許定撇了他一眼,對戲誌低聲道:“告訴他我是誰,這二人我準備帶走。”
戲誌才領悟了許定的意思,走出來朗聲道:“大膽刁吏,可知你麵前的乃是我東萊府君大人,此二賊既然被我等擒拿,自有府君大人公斷處理,都散了吧。”
啥?這是太守?
這麽年輕?
臧霸父子險些眼前一暈,怎麽這麽倒黴,逃跑碰上了同樣是一郡之首的太守。
官官相護,親親相隱
這回死定了。
“可是這……”
皂吏一時不知如何是好,打肯定是打不過的,但是你說你是太守,這沒有憑證呀。
“怎麽,難不成爾等還想驗本府的文書,不要說爾等,就算是爾等的太守複活也沒有這個權力。”許定見他們不讓路喝道:
“此二人本府君帶走了,若是爾等怕回去不好交差,就讓新任太守日後去東萊,本府自會給其交待,現在速速退去,否則視之山賊劫道一並拿下。
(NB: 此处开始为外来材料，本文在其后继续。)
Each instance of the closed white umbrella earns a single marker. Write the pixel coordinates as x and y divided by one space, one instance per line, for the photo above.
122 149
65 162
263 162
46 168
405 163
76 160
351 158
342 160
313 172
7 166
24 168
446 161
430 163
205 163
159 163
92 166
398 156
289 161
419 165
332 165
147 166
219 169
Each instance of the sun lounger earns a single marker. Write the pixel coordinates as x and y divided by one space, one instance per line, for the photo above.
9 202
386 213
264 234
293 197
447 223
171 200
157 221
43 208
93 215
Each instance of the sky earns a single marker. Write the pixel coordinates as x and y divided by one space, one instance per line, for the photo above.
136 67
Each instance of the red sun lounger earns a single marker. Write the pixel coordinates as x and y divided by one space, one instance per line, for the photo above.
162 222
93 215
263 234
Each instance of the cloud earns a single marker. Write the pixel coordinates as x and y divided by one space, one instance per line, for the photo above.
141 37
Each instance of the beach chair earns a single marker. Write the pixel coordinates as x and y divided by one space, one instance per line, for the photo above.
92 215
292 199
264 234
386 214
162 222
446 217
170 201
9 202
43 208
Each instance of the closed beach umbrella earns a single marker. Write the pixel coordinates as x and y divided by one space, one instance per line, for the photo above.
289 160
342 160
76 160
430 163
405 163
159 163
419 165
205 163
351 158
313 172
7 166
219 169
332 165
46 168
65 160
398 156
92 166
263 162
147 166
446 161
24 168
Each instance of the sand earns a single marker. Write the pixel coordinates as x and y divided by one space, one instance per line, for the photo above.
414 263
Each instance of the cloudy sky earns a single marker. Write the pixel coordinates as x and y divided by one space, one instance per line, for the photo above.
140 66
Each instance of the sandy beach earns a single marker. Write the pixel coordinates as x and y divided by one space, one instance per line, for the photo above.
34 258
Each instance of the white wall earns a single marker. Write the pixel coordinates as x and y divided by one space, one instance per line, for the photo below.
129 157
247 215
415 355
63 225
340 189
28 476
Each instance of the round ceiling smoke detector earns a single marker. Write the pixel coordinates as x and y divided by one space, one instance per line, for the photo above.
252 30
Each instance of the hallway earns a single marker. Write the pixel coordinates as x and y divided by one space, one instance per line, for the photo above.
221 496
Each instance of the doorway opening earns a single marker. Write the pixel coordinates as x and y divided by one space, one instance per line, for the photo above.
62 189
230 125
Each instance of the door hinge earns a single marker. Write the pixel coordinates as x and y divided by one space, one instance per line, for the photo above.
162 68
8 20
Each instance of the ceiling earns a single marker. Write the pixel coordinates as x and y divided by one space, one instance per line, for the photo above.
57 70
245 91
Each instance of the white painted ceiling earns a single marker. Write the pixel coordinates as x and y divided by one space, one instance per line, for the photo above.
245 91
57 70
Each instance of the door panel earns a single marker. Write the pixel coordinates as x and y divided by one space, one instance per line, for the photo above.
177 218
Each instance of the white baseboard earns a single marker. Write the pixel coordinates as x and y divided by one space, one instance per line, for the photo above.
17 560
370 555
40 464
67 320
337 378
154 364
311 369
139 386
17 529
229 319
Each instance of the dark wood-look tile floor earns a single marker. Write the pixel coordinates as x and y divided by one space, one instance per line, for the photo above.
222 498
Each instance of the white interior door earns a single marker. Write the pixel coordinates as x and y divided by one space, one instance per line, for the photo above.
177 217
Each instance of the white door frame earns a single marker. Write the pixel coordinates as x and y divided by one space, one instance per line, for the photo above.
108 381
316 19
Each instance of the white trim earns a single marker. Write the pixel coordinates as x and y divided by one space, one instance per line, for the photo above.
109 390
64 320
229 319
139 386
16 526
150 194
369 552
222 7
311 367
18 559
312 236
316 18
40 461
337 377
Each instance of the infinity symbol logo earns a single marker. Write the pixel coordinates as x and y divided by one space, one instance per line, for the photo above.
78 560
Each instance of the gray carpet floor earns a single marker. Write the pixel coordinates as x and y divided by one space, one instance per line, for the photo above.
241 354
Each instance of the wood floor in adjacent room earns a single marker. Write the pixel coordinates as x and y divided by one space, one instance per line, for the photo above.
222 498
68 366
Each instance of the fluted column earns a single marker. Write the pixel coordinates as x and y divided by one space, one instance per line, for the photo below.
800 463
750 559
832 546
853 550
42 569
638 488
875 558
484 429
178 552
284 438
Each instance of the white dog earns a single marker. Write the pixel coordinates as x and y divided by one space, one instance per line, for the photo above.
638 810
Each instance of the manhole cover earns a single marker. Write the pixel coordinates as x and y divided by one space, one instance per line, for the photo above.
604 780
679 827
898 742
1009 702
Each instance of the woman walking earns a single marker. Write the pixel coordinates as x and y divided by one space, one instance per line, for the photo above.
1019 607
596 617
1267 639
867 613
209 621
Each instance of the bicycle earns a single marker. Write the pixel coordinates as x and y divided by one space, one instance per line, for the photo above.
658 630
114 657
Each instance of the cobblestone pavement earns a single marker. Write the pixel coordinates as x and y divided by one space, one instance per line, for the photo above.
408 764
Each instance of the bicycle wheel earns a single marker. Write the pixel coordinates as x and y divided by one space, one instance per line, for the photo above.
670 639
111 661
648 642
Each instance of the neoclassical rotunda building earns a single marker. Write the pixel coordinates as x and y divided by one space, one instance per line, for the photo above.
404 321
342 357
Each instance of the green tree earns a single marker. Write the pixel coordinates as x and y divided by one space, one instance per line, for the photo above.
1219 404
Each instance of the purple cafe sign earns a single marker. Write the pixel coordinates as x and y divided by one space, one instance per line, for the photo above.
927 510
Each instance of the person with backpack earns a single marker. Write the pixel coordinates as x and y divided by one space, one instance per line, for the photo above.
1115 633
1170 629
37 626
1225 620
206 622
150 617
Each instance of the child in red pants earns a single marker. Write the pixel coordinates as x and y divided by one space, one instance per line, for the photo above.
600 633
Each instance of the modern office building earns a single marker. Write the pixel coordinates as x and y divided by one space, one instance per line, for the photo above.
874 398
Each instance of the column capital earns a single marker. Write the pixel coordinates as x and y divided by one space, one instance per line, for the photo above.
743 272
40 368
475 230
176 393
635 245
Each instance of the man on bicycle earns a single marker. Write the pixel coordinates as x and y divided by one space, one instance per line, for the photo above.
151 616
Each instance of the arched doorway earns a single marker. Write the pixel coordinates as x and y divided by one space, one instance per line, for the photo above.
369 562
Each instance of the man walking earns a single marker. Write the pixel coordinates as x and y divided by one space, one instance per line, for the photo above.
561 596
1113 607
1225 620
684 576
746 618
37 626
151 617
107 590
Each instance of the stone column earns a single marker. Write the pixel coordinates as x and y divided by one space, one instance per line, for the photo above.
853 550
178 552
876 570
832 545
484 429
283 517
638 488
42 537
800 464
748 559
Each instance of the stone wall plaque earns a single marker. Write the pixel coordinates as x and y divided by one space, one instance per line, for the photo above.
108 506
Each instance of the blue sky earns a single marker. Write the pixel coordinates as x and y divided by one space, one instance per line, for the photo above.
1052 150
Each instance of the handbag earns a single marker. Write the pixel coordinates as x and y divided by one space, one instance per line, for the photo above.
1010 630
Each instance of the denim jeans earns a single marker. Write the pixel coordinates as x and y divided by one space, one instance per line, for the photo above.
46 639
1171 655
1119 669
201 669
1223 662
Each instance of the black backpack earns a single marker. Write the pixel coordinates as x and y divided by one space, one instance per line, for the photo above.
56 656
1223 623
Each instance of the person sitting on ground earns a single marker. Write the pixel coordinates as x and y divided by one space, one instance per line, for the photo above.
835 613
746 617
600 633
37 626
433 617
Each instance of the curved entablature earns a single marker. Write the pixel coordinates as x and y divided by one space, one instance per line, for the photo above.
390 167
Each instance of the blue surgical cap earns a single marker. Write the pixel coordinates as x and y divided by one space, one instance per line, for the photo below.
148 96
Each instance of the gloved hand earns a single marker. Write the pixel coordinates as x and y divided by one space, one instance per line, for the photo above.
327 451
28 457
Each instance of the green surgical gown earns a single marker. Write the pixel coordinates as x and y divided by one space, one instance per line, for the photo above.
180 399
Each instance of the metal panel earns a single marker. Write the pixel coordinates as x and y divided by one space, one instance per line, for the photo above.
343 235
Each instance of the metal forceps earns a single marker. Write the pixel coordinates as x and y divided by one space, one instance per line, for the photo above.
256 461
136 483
”
太守剛死,鬼來的新太守,還不知道要幾個月之後呢。
罷了,讓上麵的人去頭疼吧,看著許定一夥人殺氣騰騰的樣子,一甘皂吏扭頭就跑了。
皂吏走了,許定讓人押著臧霸父子走了一段距離,這才道:“此地較為偏僻,好了就在這裏吧。”
狗官準備在這裏殺我父子二人了嗎?
臧霸心有不甘的想道。
不料,許定走過來,一劍劈了二人身上的繩子。
“這……!”
臧霸父子有些懵逼,這是什麽情況,不是要在這裏解決他們嗎?
“走吧,你二人,一個守法恪盡職守,是一個好吏;一個舍身劫獄救父,是為孝子,不該死於非命。”許定看著二人,平談的解釋道。